With the COVID-19 pandemic, public school teachers in the country were busy preparing and printing course modules for distribution to their pupils. One of the important parts of the module is a pretest and a posttest. The pretest and posttest scores of a class of 15 pupils in Mathematics are obtained from the class record of a teacher.

#Calculating for difference of Post and Pre-test, sigma of difference and mean of difference.

Pre_Test <- c(18,21,16,22,19,24,17,21,23,18,14,16,16,19,18)
Post_Test <- c(22,25,17,24,16,29,20,23,19,20,15,15,18,26,18)

d <- Post_Test-Pre_Test

Sigma_d <- var(d)
ybar_d <- mean(d)

Sigma_d
## [1] 8.380952
ybar_d
## [1] 1.666667
  1. Assume that the pairwise differences are distributed as N(\(\mu_{d},\sigma^2_{d}\)), with \(\sigma^2_{d}\) unknown. Using a N(-3,4) prior for \(\mu_{d}\), find the posterior distribution for \(\mu_{d}\).
mu_prime <- ((Sigma_d)*(-3) + 15*(4)*(ybar_d ))/ ((Sigma_d) + (15*4))

sigma_prime <-  ((Sigma_d)*4)/((Sigma_d)+ (15*4))

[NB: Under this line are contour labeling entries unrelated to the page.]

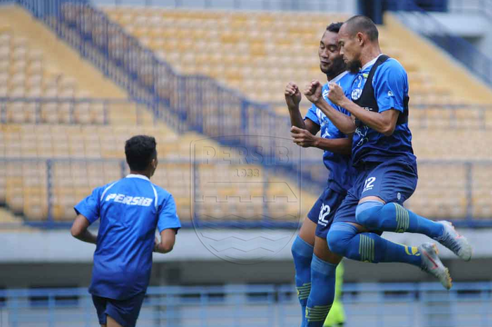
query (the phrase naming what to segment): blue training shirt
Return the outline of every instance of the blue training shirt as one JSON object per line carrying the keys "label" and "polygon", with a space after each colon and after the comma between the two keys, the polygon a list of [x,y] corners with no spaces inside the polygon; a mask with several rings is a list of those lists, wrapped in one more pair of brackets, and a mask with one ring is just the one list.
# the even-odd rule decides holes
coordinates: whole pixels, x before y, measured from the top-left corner
{"label": "blue training shirt", "polygon": [[[377,58],[374,58],[361,69],[354,79],[349,98],[356,101],[362,94],[369,72],[377,60]],[[404,98],[408,94],[408,79],[405,68],[398,60],[390,58],[376,68],[373,87],[380,113],[390,109],[403,112]],[[400,160],[410,165],[415,163],[408,124],[397,124],[390,136],[385,136],[365,125],[357,127],[352,144],[354,164],[382,162],[388,160]]]}
{"label": "blue training shirt", "polygon": [[171,193],[129,174],[95,188],[75,207],[91,224],[101,217],[89,293],[126,300],[148,286],[155,229],[181,228]]}
{"label": "blue training shirt", "polygon": [[[354,77],[354,75],[349,72],[344,72],[330,81],[329,83],[337,83],[344,89],[345,95],[349,96],[350,88],[352,85],[352,81]],[[329,83],[326,83],[323,86],[323,98],[332,107],[349,116],[350,113],[343,108],[335,105],[328,99],[328,92],[330,91],[328,86]],[[320,126],[321,137],[323,138],[342,139],[347,137],[347,135],[342,133],[330,119],[326,117],[323,111],[314,105],[314,104],[311,105],[306,114],[306,117],[304,119],[306,118],[310,119],[315,124]],[[352,162],[350,155],[325,151],[323,154],[323,161],[326,168],[330,170],[330,177],[328,180],[330,181],[330,185],[332,188],[340,191],[348,191],[352,187],[355,172],[352,168]]]}

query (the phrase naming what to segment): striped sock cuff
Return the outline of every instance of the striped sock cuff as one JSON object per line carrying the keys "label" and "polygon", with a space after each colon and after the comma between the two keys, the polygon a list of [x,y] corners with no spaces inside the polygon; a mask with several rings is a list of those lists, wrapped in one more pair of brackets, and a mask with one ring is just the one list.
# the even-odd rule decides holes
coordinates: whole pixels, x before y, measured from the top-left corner
{"label": "striped sock cuff", "polygon": [[306,300],[309,297],[311,293],[311,283],[302,284],[302,286],[296,288],[297,290],[297,297],[299,300]]}
{"label": "striped sock cuff", "polygon": [[325,321],[332,304],[315,305],[314,307],[306,307],[306,320],[308,321]]}

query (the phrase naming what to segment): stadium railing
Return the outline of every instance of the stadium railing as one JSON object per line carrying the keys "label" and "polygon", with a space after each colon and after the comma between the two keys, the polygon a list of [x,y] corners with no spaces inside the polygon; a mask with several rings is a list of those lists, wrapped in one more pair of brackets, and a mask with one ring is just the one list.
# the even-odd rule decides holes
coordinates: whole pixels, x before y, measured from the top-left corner
{"label": "stadium railing", "polygon": [[[194,181],[193,183],[190,183],[190,185],[192,186],[190,189],[190,194],[186,196],[188,198],[188,196],[189,196],[189,203],[190,205],[193,207],[192,208],[192,219],[191,221],[189,221],[186,219],[186,221],[183,222],[183,226],[184,228],[190,228],[190,227],[195,227],[195,228],[200,228],[200,227],[209,227],[209,226],[216,226],[219,228],[224,228],[224,227],[247,227],[247,228],[259,228],[259,227],[266,227],[266,228],[297,228],[298,226],[298,224],[299,220],[303,218],[302,217],[292,217],[290,219],[278,219],[278,218],[272,218],[269,214],[268,214],[268,203],[262,203],[263,204],[263,207],[262,207],[262,218],[261,219],[246,219],[245,220],[244,219],[235,219],[233,218],[231,219],[217,219],[214,218],[212,220],[210,219],[202,219],[200,218],[202,216],[198,213],[200,212],[199,208],[200,206],[206,206],[209,205],[208,202],[205,201],[203,202],[200,198],[200,194],[208,194],[209,192],[207,192],[206,191],[199,191],[199,190],[204,190],[205,188],[208,188],[207,190],[209,191],[209,188],[214,188],[216,186],[210,186],[210,184],[208,184],[207,183],[209,182],[209,180],[207,181],[202,181],[200,178],[199,178],[199,172],[200,167],[204,167],[204,162],[203,161],[195,161],[195,160],[179,160],[179,159],[168,159],[168,158],[162,158],[160,160],[161,165],[164,165],[167,164],[179,164],[179,165],[182,165],[183,167],[190,167],[190,169],[191,169],[190,172],[190,180]],[[37,165],[36,166],[38,167],[38,169],[46,169],[46,173],[44,173],[41,174],[41,176],[46,177],[46,181],[43,182],[42,184],[39,184],[39,187],[45,187],[46,191],[44,191],[44,193],[46,196],[46,207],[47,207],[47,215],[44,219],[31,219],[29,218],[29,217],[26,217],[25,219],[23,220],[24,224],[25,224],[27,226],[31,226],[34,227],[41,227],[41,228],[66,228],[67,226],[70,226],[72,223],[70,219],[67,220],[68,218],[65,218],[63,219],[56,219],[53,217],[53,207],[55,205],[55,202],[53,200],[53,194],[55,193],[55,191],[53,190],[55,189],[59,189],[60,187],[60,183],[62,181],[59,180],[60,177],[58,177],[58,179],[56,179],[55,177],[55,174],[53,173],[55,167],[60,165],[70,165],[70,164],[73,163],[83,163],[85,164],[86,166],[89,166],[89,164],[93,164],[93,163],[109,163],[109,164],[112,164],[112,167],[119,167],[118,169],[119,169],[119,172],[118,174],[113,174],[112,176],[116,176],[119,175],[117,178],[123,178],[128,173],[128,167],[127,166],[126,162],[124,160],[121,159],[76,159],[76,158],[52,158],[52,159],[46,159],[46,158],[0,158],[0,164],[1,164],[4,166],[6,166],[7,163],[15,163],[16,166],[18,167],[22,167],[24,164],[32,164],[32,163],[37,163]],[[209,162],[207,164],[209,167],[211,166],[213,164],[210,164]],[[305,174],[313,174],[313,172],[316,171],[317,169],[321,170],[321,173],[325,173],[326,174],[325,172],[323,170],[325,170],[324,169],[324,167],[320,164],[318,160],[316,161],[306,161],[306,162],[303,162],[302,164],[303,165],[302,167],[302,171],[305,172]],[[473,212],[474,211],[474,206],[476,205],[474,201],[474,184],[476,183],[476,181],[474,179],[474,169],[475,167],[477,169],[483,169],[484,166],[485,167],[490,167],[492,166],[492,162],[480,162],[480,161],[474,161],[474,162],[467,162],[467,161],[460,161],[460,162],[453,162],[453,161],[444,161],[444,160],[420,160],[419,161],[419,167],[431,167],[434,166],[435,167],[436,165],[456,165],[457,167],[460,167],[462,169],[465,169],[465,174],[466,177],[465,180],[462,181],[462,186],[465,188],[465,191],[464,192],[465,194],[465,198],[462,200],[464,201],[464,203],[462,204],[453,204],[453,205],[460,205],[460,206],[463,206],[464,205],[464,212],[465,212],[465,216],[462,217],[460,217],[460,219],[456,219],[455,220],[453,220],[453,222],[457,226],[466,226],[466,227],[486,227],[486,226],[490,226],[491,224],[492,224],[492,221],[490,219],[477,219],[474,217],[473,216]],[[275,167],[276,169],[278,169],[281,168],[281,164],[276,163],[275,165],[273,165],[271,168]],[[321,167],[321,168],[320,168]],[[61,168],[60,168],[61,169]],[[221,169],[224,169],[224,167],[221,166]],[[425,168],[424,168],[425,169]],[[268,183],[268,173],[265,173],[264,176],[262,177],[263,178],[263,183]],[[320,177],[317,176],[313,178],[318,178],[319,179]],[[323,179],[323,180],[325,182],[325,176],[323,176],[321,177]],[[70,183],[70,181],[63,181],[63,183]],[[109,183],[111,181],[101,181],[101,184],[103,185],[104,184]],[[221,182],[223,181],[213,181],[213,182]],[[301,183],[300,183],[300,179],[299,180],[295,181],[295,180],[290,180],[288,181],[289,183],[293,183],[292,185],[290,185],[290,184],[287,183],[287,184],[290,186],[290,187],[294,186],[294,187],[300,187]],[[73,182],[75,184],[77,184],[76,182]],[[168,181],[168,184],[171,183],[170,181]],[[228,183],[233,183],[231,181],[228,181]],[[87,181],[86,183],[84,184],[84,188],[89,187],[89,181]],[[98,185],[100,186],[100,185]],[[163,185],[165,186],[165,185]],[[271,184],[272,187],[275,187],[274,184]],[[95,186],[94,186],[95,187]],[[62,187],[63,188],[63,187]],[[267,187],[264,187],[261,188],[261,192],[262,192],[262,195],[264,199],[267,199],[269,198],[268,194],[269,194],[269,186]],[[173,190],[171,188],[169,188],[168,191],[171,191],[171,193],[173,192]],[[217,188],[216,191],[214,191],[213,189],[212,190],[214,194],[218,194],[220,192],[220,189]],[[321,191],[320,189],[315,190],[318,193]],[[90,190],[89,190],[90,191]],[[200,192],[205,192],[205,193],[200,193]],[[86,196],[89,195],[85,194],[84,195],[80,195],[80,196]],[[235,196],[235,195],[231,194],[231,196]],[[283,196],[283,195],[278,195],[280,196]],[[27,196],[27,195],[26,195]],[[72,195],[73,196],[73,195]],[[205,196],[205,195],[204,195]],[[247,195],[250,196],[250,195]],[[256,195],[255,195],[256,196]],[[271,196],[270,196],[271,198]],[[80,199],[75,199],[74,203],[67,203],[67,205],[69,205],[69,206],[71,207],[72,206],[75,205],[77,202],[79,200],[82,200],[82,198]],[[8,203],[4,203],[4,205],[6,204],[7,205]],[[231,203],[231,205],[234,205],[233,203]],[[418,208],[417,209],[417,211],[418,212]],[[239,212],[236,212],[238,214],[240,214],[240,212],[242,212],[241,210],[243,210],[244,209],[236,209],[236,210],[239,211]],[[415,209],[414,209],[415,210]],[[224,214],[228,214],[230,212],[224,212]],[[300,211],[298,212],[298,214],[300,214]],[[75,215],[74,215],[75,217]],[[18,226],[18,224],[13,224],[12,225],[13,227]],[[1,223],[0,224],[0,227],[2,228],[8,228],[10,226],[8,225],[8,223]]]}
{"label": "stadium railing", "polygon": [[387,5],[388,9],[401,13],[398,17],[407,27],[430,39],[475,76],[492,85],[492,59],[490,56],[465,39],[451,33],[437,19],[417,6],[415,0],[387,0]]}
{"label": "stadium railing", "polygon": [[98,0],[98,4],[110,6],[157,6],[173,8],[233,9],[265,11],[304,11],[347,12],[347,1],[342,0]]}
{"label": "stadium railing", "polygon": [[[261,188],[261,194],[257,194],[255,195],[254,197],[258,198],[262,198],[264,199],[264,202],[261,203],[262,208],[261,208],[261,219],[220,219],[219,217],[212,217],[212,219],[210,219],[209,217],[207,219],[202,219],[202,214],[200,214],[200,207],[201,206],[207,206],[209,205],[217,205],[216,202],[214,202],[214,199],[209,199],[209,200],[206,200],[208,198],[209,198],[209,194],[210,193],[209,191],[207,191],[207,190],[210,188],[212,188],[212,191],[214,191],[214,194],[218,194],[221,189],[220,188],[214,186],[214,183],[221,183],[223,182],[223,181],[216,181],[216,180],[210,180],[209,179],[206,179],[206,180],[202,180],[202,179],[200,178],[200,173],[199,172],[200,171],[200,169],[205,168],[205,167],[208,167],[210,168],[211,166],[214,166],[215,164],[209,162],[207,159],[205,159],[203,160],[180,160],[180,159],[169,159],[169,158],[161,158],[160,160],[160,166],[164,166],[164,167],[166,167],[166,165],[173,165],[174,167],[176,165],[182,165],[182,167],[185,167],[185,169],[187,169],[189,166],[189,169],[190,169],[190,184],[191,185],[190,189],[189,191],[189,193],[188,194],[188,203],[193,207],[192,211],[191,211],[191,214],[193,215],[191,220],[190,221],[189,219],[186,219],[182,222],[182,226],[183,228],[207,228],[207,227],[217,227],[217,228],[224,228],[224,227],[241,227],[241,228],[259,228],[259,227],[266,227],[266,228],[273,228],[273,229],[281,229],[281,228],[288,228],[288,229],[297,229],[298,227],[298,224],[299,224],[299,218],[295,219],[296,217],[291,217],[290,219],[282,219],[282,218],[273,218],[270,214],[268,212],[268,205],[270,203],[272,203],[271,198],[273,198],[273,199],[275,195],[271,195],[271,189],[270,186],[276,186],[277,184],[276,183],[273,183],[271,184],[269,184],[269,176],[268,173],[264,173],[261,174],[261,181],[257,181],[258,184],[261,184],[262,185],[262,187]],[[82,159],[82,158],[0,158],[0,165],[3,167],[6,167],[7,164],[8,163],[13,163],[15,164],[15,167],[22,167],[25,166],[26,164],[36,164],[35,167],[37,169],[46,169],[46,172],[39,172],[39,174],[37,175],[37,179],[39,178],[39,176],[41,177],[45,177],[44,178],[46,179],[46,181],[43,181],[42,182],[39,183],[37,184],[37,189],[39,189],[41,188],[45,188],[44,190],[39,190],[42,192],[43,196],[41,197],[42,198],[46,198],[46,207],[47,208],[47,214],[44,219],[30,219],[29,217],[25,217],[23,220],[22,221],[23,224],[25,224],[26,226],[33,226],[33,227],[39,227],[39,228],[47,228],[47,229],[53,229],[53,228],[67,228],[72,224],[72,220],[68,219],[68,218],[65,218],[65,219],[56,219],[53,217],[53,207],[56,203],[55,203],[55,190],[60,189],[60,188],[67,188],[66,186],[63,186],[63,185],[66,184],[68,183],[70,185],[75,186],[77,184],[79,184],[80,182],[77,182],[75,180],[70,179],[72,177],[70,176],[70,174],[68,174],[68,177],[65,177],[63,178],[63,180],[61,180],[60,177],[58,178],[56,177],[56,167],[57,166],[59,167],[59,169],[61,169],[61,166],[69,167],[70,165],[72,164],[85,164],[86,166],[89,166],[89,164],[93,164],[93,163],[102,163],[102,164],[112,164],[111,167],[112,169],[117,169],[119,172],[117,174],[112,174],[112,176],[117,176],[117,179],[119,178],[124,178],[125,176],[127,176],[129,173],[129,170],[128,168],[128,166],[127,165],[126,160],[124,159],[106,159],[106,158],[101,158],[101,159]],[[217,164],[220,165],[220,164]],[[282,164],[281,163],[275,163],[275,167],[276,169],[280,169]],[[316,162],[316,165],[314,162],[313,162],[313,166],[319,166],[319,162],[318,161]],[[116,168],[117,167],[117,168]],[[220,169],[224,169],[224,167],[222,166],[219,167],[219,169],[217,170]],[[5,168],[4,168],[5,169]],[[169,174],[168,177],[169,179],[168,181],[172,179],[172,174]],[[84,183],[84,188],[86,188],[89,187],[89,182],[88,180],[88,177],[86,177],[86,181],[85,183]],[[101,180],[101,185],[98,186],[102,186],[104,185],[105,184],[109,183],[112,181],[109,180],[105,180],[103,181],[102,179],[99,178]],[[22,179],[21,179],[22,180]],[[234,181],[226,181],[227,183],[234,183]],[[254,183],[254,181],[250,180],[248,181],[248,183]],[[17,182],[18,186],[21,186],[22,187],[22,181],[20,181],[20,185],[18,185],[19,181]],[[169,182],[170,183],[170,182]],[[183,183],[183,181],[181,181],[181,183]],[[286,185],[288,185],[290,188],[299,188],[300,187],[300,183],[299,181],[295,181],[293,180],[292,181],[292,183],[293,183],[293,185],[290,184],[287,184]],[[210,184],[212,186],[210,186]],[[163,185],[164,186],[164,185]],[[3,187],[3,186],[2,186]],[[81,185],[79,185],[79,188],[82,188]],[[94,186],[96,187],[96,186]],[[215,189],[214,188],[216,188]],[[69,189],[71,189],[71,188],[68,188]],[[173,190],[171,188],[168,188],[168,191],[171,191],[171,193],[173,192]],[[254,190],[255,193],[257,193],[258,190]],[[89,191],[90,192],[90,191]],[[72,191],[72,193],[73,191]],[[70,194],[72,194],[70,193]],[[86,196],[89,195],[89,193],[88,193],[87,194],[84,194],[84,195],[80,195],[80,196]],[[75,195],[75,194],[72,194],[72,196]],[[236,197],[238,198],[239,195],[238,194],[229,194],[228,195],[233,196],[233,197]],[[278,195],[280,197],[285,196],[283,194],[283,195]],[[297,196],[297,203],[299,203],[298,198],[299,195],[294,195],[294,196]],[[26,196],[30,196],[30,195],[24,195],[25,198]],[[41,196],[41,195],[39,195]],[[252,195],[250,194],[246,194],[245,195],[247,198],[250,198]],[[289,195],[290,196],[290,195]],[[69,205],[69,207],[72,207],[73,205],[77,204],[77,202],[79,201],[82,200],[81,198],[77,198],[75,199],[74,203],[67,203],[67,205]],[[24,199],[24,201],[27,200],[27,199]],[[215,200],[216,201],[216,200]],[[273,200],[274,201],[274,200]],[[246,201],[247,202],[247,201]],[[6,203],[0,203],[0,205],[4,205],[8,206],[8,200],[6,202]],[[58,203],[58,205],[60,205]],[[300,210],[300,203],[298,203],[298,206],[299,207],[299,210]],[[234,211],[233,213],[237,214],[240,214],[240,210],[241,209],[238,209],[238,205],[233,205],[231,204],[231,205],[234,206],[234,207],[236,208],[236,211],[240,211],[240,212],[236,212]],[[243,206],[247,206],[247,203],[245,204]],[[230,214],[231,212],[224,212],[224,215]],[[299,212],[300,214],[300,212]],[[236,216],[237,216],[236,214]],[[297,214],[299,216],[299,214]],[[239,217],[239,216],[237,216]],[[289,216],[290,217],[290,216]],[[75,214],[74,214],[74,217],[75,217]],[[70,218],[70,217],[69,217]],[[68,219],[68,220],[67,220]],[[17,223],[8,223],[8,222],[4,222],[1,223],[0,222],[0,228],[4,228],[4,229],[8,229],[8,228],[16,228],[18,227],[18,224]]]}
{"label": "stadium railing", "polygon": [[[347,327],[492,326],[492,284],[346,283]],[[299,326],[292,285],[150,287],[141,327]],[[97,325],[86,288],[0,290],[0,327]]]}
{"label": "stadium railing", "polygon": [[[210,77],[177,74],[87,0],[0,0],[0,3],[22,6],[127,89],[133,100],[145,104],[156,118],[179,132],[197,131],[216,137],[223,143],[248,149],[263,148],[264,140],[242,136],[266,136],[271,141],[265,151],[285,146],[285,140],[290,139],[288,117],[276,115],[268,104],[252,101]],[[481,73],[487,74],[486,70]],[[221,139],[224,136],[228,137]],[[289,146],[289,150],[295,153],[297,146],[291,142]],[[261,154],[264,158],[272,155],[269,152]],[[300,160],[294,158],[291,163]],[[320,172],[315,175],[326,176],[325,171],[324,174],[321,172],[324,167],[319,162],[313,167]],[[283,168],[293,176],[299,172],[299,166],[294,164]],[[325,183],[325,179],[310,178],[312,174],[303,176],[306,177],[303,186],[319,188]]]}
{"label": "stadium railing", "polygon": [[[411,86],[410,86],[411,87]],[[275,108],[285,107],[284,102],[270,102],[271,106]],[[488,129],[492,128],[492,122],[488,120],[487,113],[492,113],[491,105],[479,105],[479,104],[458,104],[458,103],[417,103],[413,104],[410,96],[410,121],[413,117],[417,122],[417,128],[426,129],[429,126],[432,128],[436,128],[435,122],[439,121],[439,128],[453,128],[453,129],[470,129],[469,124],[462,124],[462,117],[459,117],[460,114],[465,112],[467,113],[468,120],[467,122],[472,123],[474,127],[479,129]],[[442,116],[436,117],[432,113],[432,110],[443,110],[449,113],[448,118]],[[285,109],[287,110],[287,108]],[[415,125],[410,126],[410,128],[415,128]]]}
{"label": "stadium railing", "polygon": [[[134,108],[134,116],[132,115],[132,113],[129,113],[130,115],[132,115],[132,120],[136,124],[142,123],[142,111],[140,108],[141,105],[134,101],[48,97],[0,97],[0,122],[108,124],[113,122],[111,122],[110,112],[117,111],[120,105]],[[9,117],[20,113],[25,114],[23,120],[18,117],[17,120]],[[81,117],[84,115],[91,117]],[[55,117],[50,118],[50,115],[58,115],[60,119],[57,120]],[[97,117],[95,117],[96,115]]]}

#The posterior distribution is:
print(cbind(mu_prime, sigma_prime))
##      mu_prime sigma_prime
## [1,] 1.094708   0.4902507

\[\mu'_{f} = \frac{\S^2_{d}\mu_{p}+ n_{1} \sigma^2_{p}ȳ_{d}}{\S^2_{f}+ n_{1} \sigma^2_{f}}= \frac{8.31(-3)+15(4)(1.667)}{8.381+15(4)} = 1.094997\] \[\sigma2' = \frac{\S^2_{d}\sigma^2_{p}}{\S^2_{d}+n_{2}\sigma^2_{p}} = \frac{8.31(4)}{8.31 + 15(4)} = 0.490531\]

Thus, the posterior distribution is given by N(1.09,0.49)

  1. At the 5% level of significance, test the hypothesis that the module is effective, that is, the mean post test score is greater than the mean pre test score.

HYPOTHESIS TESTING:

\(H_{0}: \mu_{d} = 0\) \(H_{1}: \mu_{d} > 0\)

\(a = 0.05\)

qt(0.025, 14, lower.tail = FALSE)
## [1] 2.144787
pt(2.144787, df = 14,lower.tail = FALSE )  #df = n-1
## [1] 0.02499999

Since this probability is lesser than the 5% level of significance, we will reject \(H_{0}\).

Therefore, the data is sufficient to conclude that the mean post test is greater than mean pre-test.